Poetry. Paul Oppenheimer's fourth collection of poems presents a love story told almost entirely in brisk, often racy modern sonnets and set against a background of the rural Hudson Valley and New York City--before, during and after the catastrophe of 9/11. "I need a form that I did not invent," he writes, "tuned by ancient anguish to impart/the strain of modern doubt: an instrument/just right, just now, on which to test my heart." His test turns into a struggle that sweeps up history, elusive love itself, preparations for war and the war in Iraq in more than ninety eerily redemptive, shocking and accomplished renderings of poetry's oldest and still most powerful form.

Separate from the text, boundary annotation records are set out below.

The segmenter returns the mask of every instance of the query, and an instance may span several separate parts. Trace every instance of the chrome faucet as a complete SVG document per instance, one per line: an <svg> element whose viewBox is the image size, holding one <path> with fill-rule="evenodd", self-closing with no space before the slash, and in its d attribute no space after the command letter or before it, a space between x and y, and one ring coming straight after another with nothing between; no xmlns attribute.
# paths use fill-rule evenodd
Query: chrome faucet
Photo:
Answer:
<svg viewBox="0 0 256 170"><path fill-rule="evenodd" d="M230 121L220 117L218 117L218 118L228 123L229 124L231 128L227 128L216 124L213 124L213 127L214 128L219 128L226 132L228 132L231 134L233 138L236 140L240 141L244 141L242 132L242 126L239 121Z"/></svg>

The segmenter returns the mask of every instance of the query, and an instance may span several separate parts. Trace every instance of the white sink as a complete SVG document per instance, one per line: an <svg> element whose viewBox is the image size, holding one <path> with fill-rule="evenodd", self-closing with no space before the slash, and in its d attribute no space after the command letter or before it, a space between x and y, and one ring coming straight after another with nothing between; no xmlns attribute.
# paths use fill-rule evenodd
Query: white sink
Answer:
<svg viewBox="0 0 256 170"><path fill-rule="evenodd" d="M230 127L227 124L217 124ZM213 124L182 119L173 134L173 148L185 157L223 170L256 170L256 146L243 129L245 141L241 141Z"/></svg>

Author City: NEW YORK, NY USA
Paul Oppenheimer is a novelist, journalist, translator and widely published short story writer, as well as the author of three previous volumes of poetry. His broadly cited investigation of the origin of the sonnet in thirteenth-century Italy, The Birth of the Modern Mind: Self, Consciousness and the Invention of the Sonnet, has also been lauded for its more than fifty translations of sonnets by such poets as Goethe, Lorca, Cellini, Michelangelo, Rimbaud and Rilke. The winner of an Alfred Hodder Fellowship and a Fulbright Senior Scholar Award to Germany, he teaches at The City College and The Graduate Center of the City University of New York.